Fee Schedule and Billing
Our fee schedule is published separately on an annual cycle and is available through the office. A contract billing summary and detailed invoice, issued the first week of every month, covers those test procedures requested during the previous calendar month. All payments are due 45 days from the date of the related invoice and are independent of any reimbursement received by the client from patients or third-party payers. Questions regarding clarification on any invoice should be directed to the office staff.
Medicare Coverage for Lab Testing
- Consistent with federal regulations, charges for tests you have referred on Medicare or Medicaid patients will be billed directly to the carrier by SSM Health St. Mary's Hospital - Madison. Appropriate Medicare/Medicaid numbers and ICD-9 codes must be included at the time the test is ordered.
- Each individual component of any panel must be medically necessary to qualify for reimbursement. Medicare will not pay for non FDA-approved tests or for screening tests.
- If there is a reason to believe that Medicare will not pay for a test, the patient should be informed of that fact. The patient should then sign an Advance Beneficiary Notice (ABN), to indicate that he or she is responsible for the test if Medicare denies payment.
- If no ABN was received with the specimen before processing or there was inadequate documentation and payment was denied by the fiscal intermediary, lab services will bill the client for the services that were provided.
- The client accepts financial responsibility for any test ordered where insufficient diagnosis information has been given and/or are considered not medically necessary according to Medicare or Medicaid.
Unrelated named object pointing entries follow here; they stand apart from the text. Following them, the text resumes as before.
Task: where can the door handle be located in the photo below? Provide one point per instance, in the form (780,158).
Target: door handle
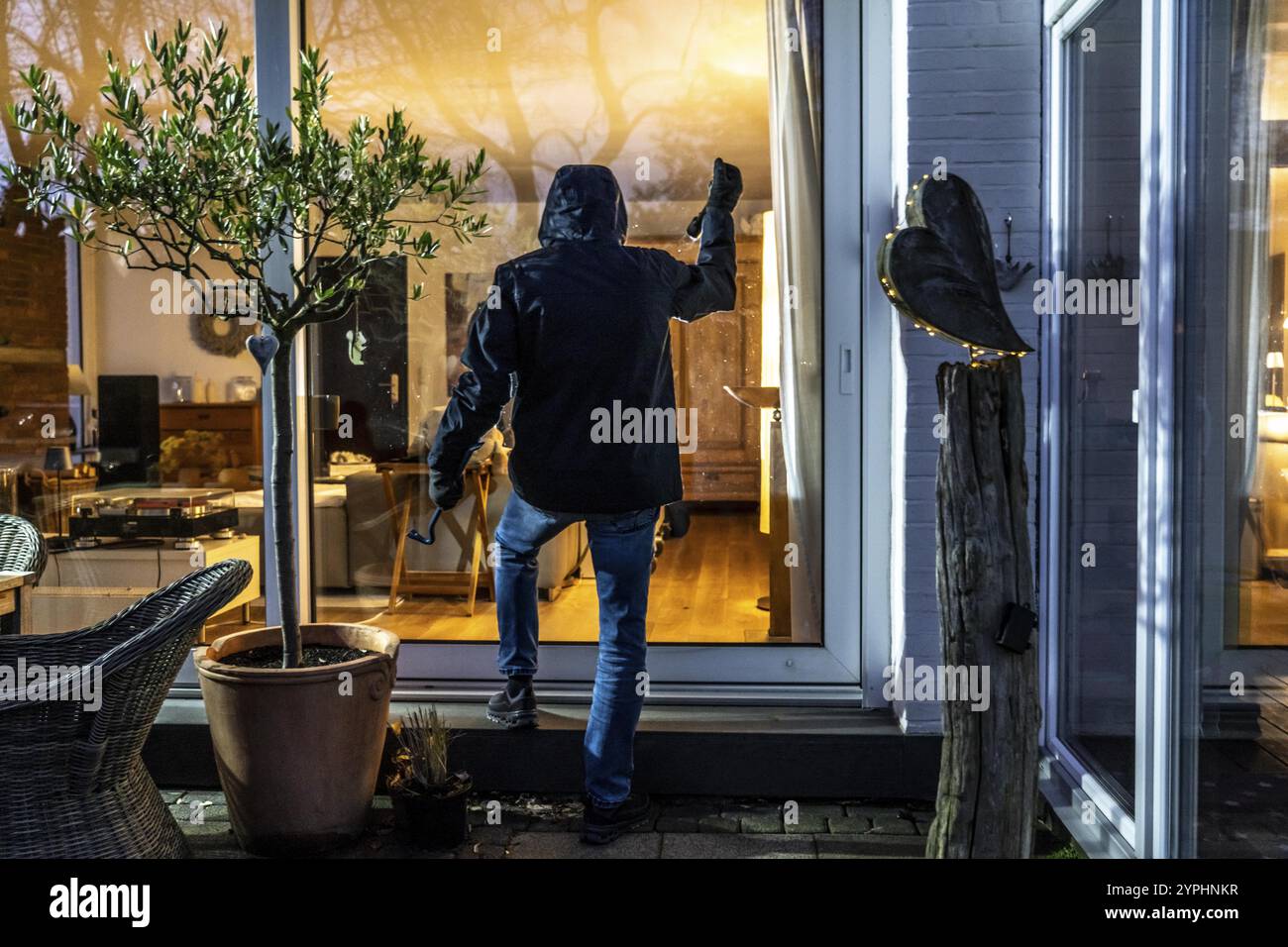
(391,384)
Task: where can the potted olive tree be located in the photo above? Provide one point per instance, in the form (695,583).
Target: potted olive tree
(181,176)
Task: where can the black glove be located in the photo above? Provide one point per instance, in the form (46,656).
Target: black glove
(725,187)
(722,193)
(445,489)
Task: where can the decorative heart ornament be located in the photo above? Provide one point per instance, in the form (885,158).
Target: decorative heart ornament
(262,348)
(938,269)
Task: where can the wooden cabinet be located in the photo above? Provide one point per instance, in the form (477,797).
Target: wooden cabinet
(239,423)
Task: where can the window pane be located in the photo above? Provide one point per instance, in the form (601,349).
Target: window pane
(1099,379)
(1234,411)
(143,395)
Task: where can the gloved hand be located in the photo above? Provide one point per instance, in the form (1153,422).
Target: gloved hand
(445,489)
(725,185)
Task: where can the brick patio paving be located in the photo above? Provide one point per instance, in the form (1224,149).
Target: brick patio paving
(548,827)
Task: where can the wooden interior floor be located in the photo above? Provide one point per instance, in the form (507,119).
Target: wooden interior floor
(703,590)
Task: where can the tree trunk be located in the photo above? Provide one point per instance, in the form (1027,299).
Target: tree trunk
(281,471)
(988,770)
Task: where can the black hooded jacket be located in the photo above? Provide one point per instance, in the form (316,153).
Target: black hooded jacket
(574,328)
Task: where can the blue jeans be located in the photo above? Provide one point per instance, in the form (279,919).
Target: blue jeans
(621,547)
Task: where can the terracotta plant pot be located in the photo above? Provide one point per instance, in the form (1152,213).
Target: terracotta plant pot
(434,821)
(299,750)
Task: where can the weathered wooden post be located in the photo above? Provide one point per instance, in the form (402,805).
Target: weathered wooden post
(988,768)
(939,270)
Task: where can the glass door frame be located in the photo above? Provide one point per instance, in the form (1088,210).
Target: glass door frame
(759,673)
(858,368)
(1100,821)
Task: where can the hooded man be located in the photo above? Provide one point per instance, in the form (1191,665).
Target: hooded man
(572,331)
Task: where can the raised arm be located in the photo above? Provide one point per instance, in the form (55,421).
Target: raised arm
(708,285)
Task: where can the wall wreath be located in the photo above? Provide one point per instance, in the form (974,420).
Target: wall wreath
(220,337)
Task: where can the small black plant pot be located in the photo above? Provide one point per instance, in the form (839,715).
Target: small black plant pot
(436,821)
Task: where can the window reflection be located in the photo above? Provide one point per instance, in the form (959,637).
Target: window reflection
(655,91)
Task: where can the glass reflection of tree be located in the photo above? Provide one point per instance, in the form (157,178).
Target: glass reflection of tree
(566,85)
(68,38)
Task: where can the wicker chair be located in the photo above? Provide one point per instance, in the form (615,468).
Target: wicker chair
(22,549)
(72,783)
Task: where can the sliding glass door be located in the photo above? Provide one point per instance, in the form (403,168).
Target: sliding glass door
(1091,360)
(1233,688)
(653,93)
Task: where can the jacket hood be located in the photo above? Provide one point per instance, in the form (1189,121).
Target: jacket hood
(584,202)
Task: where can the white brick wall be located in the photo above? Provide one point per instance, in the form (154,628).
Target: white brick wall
(975,98)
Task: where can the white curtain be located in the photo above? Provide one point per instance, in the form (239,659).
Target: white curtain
(795,129)
(1249,241)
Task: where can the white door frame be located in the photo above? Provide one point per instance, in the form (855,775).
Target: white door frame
(798,673)
(1145,830)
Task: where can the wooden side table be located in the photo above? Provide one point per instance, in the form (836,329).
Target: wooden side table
(475,538)
(16,598)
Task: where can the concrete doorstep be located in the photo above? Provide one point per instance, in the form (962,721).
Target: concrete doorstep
(526,826)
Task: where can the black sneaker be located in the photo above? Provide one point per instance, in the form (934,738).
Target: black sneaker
(600,826)
(515,706)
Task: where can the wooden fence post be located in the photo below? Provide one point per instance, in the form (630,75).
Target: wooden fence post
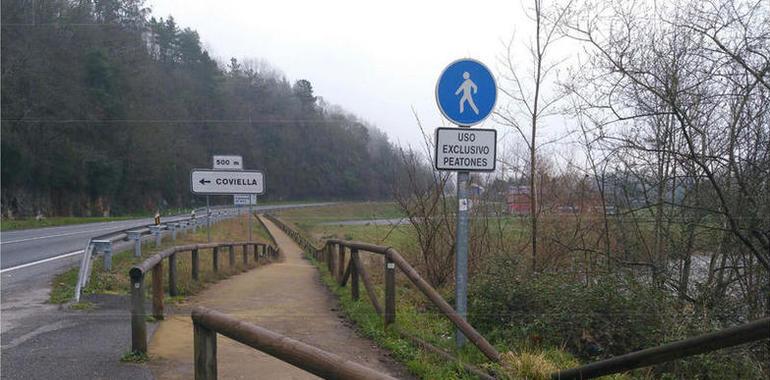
(157,290)
(354,293)
(341,264)
(205,351)
(215,259)
(195,265)
(390,291)
(172,275)
(138,323)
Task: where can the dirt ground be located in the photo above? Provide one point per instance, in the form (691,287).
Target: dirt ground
(286,297)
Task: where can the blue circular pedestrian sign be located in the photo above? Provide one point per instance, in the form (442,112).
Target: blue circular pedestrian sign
(466,92)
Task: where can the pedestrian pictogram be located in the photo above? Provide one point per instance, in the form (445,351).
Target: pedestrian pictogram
(466,92)
(466,88)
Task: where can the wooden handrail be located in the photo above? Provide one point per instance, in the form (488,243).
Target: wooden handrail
(154,264)
(391,254)
(207,323)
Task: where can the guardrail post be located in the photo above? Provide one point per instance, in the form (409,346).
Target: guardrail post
(215,259)
(138,323)
(195,264)
(354,293)
(341,264)
(136,236)
(105,247)
(172,275)
(157,290)
(205,351)
(390,291)
(156,232)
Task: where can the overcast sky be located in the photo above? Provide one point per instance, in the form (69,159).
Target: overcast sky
(375,59)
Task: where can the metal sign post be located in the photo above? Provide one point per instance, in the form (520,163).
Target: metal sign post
(251,215)
(466,93)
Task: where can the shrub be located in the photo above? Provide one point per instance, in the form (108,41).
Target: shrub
(613,315)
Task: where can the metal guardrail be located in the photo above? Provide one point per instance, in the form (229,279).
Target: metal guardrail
(207,323)
(138,233)
(335,260)
(262,253)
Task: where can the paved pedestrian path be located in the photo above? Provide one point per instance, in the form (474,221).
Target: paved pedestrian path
(286,297)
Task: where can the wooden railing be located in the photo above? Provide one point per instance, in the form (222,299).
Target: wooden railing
(335,258)
(262,253)
(334,253)
(207,323)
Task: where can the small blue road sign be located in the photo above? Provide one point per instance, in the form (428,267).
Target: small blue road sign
(466,92)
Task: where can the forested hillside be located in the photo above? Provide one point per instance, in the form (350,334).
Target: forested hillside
(106,108)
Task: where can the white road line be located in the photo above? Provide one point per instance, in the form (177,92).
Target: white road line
(42,261)
(59,235)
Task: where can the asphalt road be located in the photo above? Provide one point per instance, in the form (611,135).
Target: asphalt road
(39,340)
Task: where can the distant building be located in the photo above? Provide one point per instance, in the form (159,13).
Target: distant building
(476,190)
(518,200)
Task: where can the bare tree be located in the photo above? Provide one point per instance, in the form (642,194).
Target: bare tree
(528,101)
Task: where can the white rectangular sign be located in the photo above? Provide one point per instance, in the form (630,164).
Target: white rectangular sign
(244,199)
(466,149)
(228,162)
(207,181)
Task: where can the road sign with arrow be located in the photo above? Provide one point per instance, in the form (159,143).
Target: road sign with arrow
(207,181)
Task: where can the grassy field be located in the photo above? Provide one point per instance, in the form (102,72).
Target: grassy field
(116,281)
(415,316)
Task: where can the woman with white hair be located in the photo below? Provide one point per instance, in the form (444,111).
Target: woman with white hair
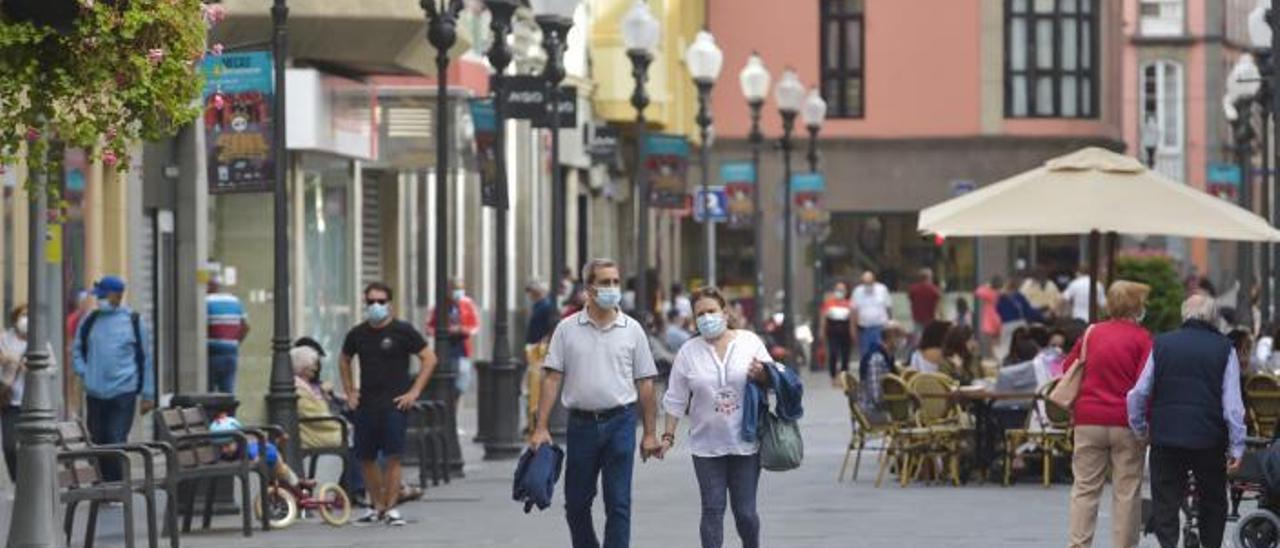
(312,401)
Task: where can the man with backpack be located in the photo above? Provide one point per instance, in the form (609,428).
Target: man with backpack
(110,354)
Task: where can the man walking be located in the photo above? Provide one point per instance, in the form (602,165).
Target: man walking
(1192,383)
(383,346)
(606,364)
(228,325)
(113,357)
(873,302)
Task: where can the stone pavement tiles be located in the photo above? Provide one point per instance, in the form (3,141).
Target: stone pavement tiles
(800,508)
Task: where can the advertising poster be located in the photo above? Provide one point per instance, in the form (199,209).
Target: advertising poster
(666,160)
(807,191)
(739,181)
(485,123)
(238,122)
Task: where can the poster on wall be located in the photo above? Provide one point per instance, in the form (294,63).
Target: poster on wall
(238,122)
(807,191)
(485,123)
(666,160)
(739,181)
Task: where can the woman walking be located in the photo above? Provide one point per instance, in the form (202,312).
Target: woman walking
(1112,354)
(707,384)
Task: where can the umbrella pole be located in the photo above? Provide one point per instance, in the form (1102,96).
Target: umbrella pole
(1112,249)
(1095,243)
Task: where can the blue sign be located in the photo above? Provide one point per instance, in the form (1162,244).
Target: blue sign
(238,122)
(1220,173)
(714,201)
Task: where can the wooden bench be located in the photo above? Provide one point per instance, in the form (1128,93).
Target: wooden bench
(200,462)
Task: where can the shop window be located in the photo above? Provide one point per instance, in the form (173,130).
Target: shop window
(842,45)
(1051,58)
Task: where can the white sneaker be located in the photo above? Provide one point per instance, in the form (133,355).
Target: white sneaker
(394,519)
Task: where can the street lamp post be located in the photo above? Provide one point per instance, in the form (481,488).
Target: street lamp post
(503,375)
(442,35)
(789,95)
(554,18)
(704,60)
(754,80)
(640,35)
(814,113)
(282,398)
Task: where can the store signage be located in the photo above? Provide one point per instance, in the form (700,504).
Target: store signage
(666,163)
(238,122)
(739,181)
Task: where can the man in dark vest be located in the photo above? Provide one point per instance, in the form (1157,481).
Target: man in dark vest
(1192,384)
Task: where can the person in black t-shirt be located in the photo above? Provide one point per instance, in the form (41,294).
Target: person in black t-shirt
(383,346)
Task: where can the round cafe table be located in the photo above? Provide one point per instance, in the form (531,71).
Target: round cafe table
(979,401)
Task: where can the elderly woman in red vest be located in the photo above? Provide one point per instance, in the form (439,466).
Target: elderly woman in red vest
(1112,354)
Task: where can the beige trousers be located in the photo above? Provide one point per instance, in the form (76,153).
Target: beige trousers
(1098,448)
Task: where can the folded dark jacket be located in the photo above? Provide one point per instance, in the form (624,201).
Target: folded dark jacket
(536,474)
(787,393)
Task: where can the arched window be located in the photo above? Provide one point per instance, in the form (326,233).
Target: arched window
(1161,103)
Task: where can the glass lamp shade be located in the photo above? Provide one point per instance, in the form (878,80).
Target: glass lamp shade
(558,8)
(704,59)
(814,110)
(640,30)
(1150,133)
(1244,80)
(789,92)
(1260,31)
(754,80)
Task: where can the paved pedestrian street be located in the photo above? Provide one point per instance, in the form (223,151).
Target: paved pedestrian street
(800,508)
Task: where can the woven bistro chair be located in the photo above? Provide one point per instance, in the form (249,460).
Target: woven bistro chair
(1262,403)
(863,429)
(938,416)
(1048,433)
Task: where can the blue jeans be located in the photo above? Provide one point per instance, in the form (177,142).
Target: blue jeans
(722,479)
(603,450)
(109,421)
(222,373)
(867,337)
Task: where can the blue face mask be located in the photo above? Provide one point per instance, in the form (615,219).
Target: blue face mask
(376,313)
(608,297)
(712,325)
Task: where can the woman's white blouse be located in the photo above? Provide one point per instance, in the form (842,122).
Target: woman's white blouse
(709,392)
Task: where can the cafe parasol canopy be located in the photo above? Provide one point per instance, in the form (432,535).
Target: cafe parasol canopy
(1093,191)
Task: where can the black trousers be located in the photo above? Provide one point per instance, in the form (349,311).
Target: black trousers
(1169,469)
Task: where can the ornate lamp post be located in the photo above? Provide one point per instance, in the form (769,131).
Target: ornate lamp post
(503,375)
(754,80)
(282,400)
(554,18)
(704,60)
(640,33)
(442,33)
(789,95)
(814,113)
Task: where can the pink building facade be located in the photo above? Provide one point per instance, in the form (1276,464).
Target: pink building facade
(926,100)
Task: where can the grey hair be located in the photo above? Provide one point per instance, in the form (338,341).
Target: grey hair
(593,265)
(1200,307)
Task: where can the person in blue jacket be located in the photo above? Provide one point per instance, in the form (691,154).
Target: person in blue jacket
(112,356)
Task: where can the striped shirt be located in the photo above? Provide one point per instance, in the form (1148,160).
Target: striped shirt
(225,318)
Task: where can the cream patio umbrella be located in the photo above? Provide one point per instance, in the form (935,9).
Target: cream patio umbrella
(1093,191)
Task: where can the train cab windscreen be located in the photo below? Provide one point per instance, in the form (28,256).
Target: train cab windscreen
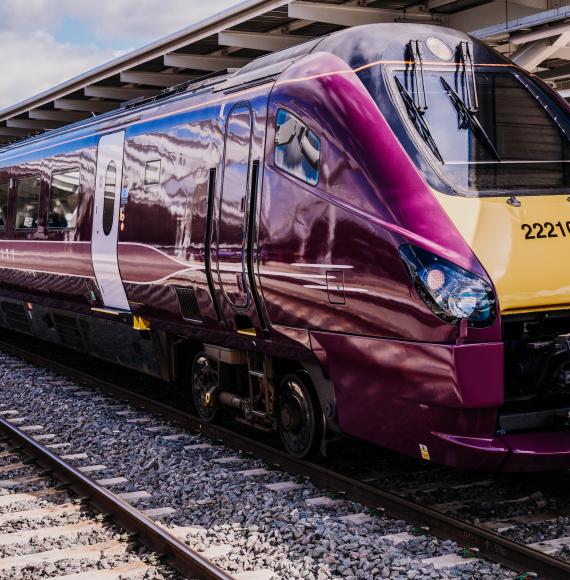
(486,133)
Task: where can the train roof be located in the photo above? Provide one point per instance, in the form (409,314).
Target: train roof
(235,38)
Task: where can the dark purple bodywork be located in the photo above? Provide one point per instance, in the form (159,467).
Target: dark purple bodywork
(402,377)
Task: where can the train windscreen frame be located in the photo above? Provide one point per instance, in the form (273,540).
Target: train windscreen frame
(514,141)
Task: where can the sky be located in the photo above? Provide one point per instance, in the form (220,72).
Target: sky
(45,42)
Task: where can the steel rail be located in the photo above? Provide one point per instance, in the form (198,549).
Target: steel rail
(489,544)
(181,556)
- In the event a client discovers that the patient is actually a Medicare patient after a test was submitted and completed, the client will be allowed a 45-day grace period after the receipt of the invoice to provide appropriate Medicare information for lab services to bill Medicare appropriately. The client account will be credited for the initial charge. The client will be responsible to pay lab services for any test for which information received exceeds the 45-day grace period.
- If these lab orders are being done in conjunction with an inpatient hospital stay at the same time of order or planned within the next 72 hours, billing must be included in the DRG billing done at the hospital where the patient is/or will be.
If the patient's primary insurance coverage for laboratory services is Medicaid, lab services will invoice Medicaid directly. The client is not responsible for payment of covered services under Medicaid when it is the primary insurance.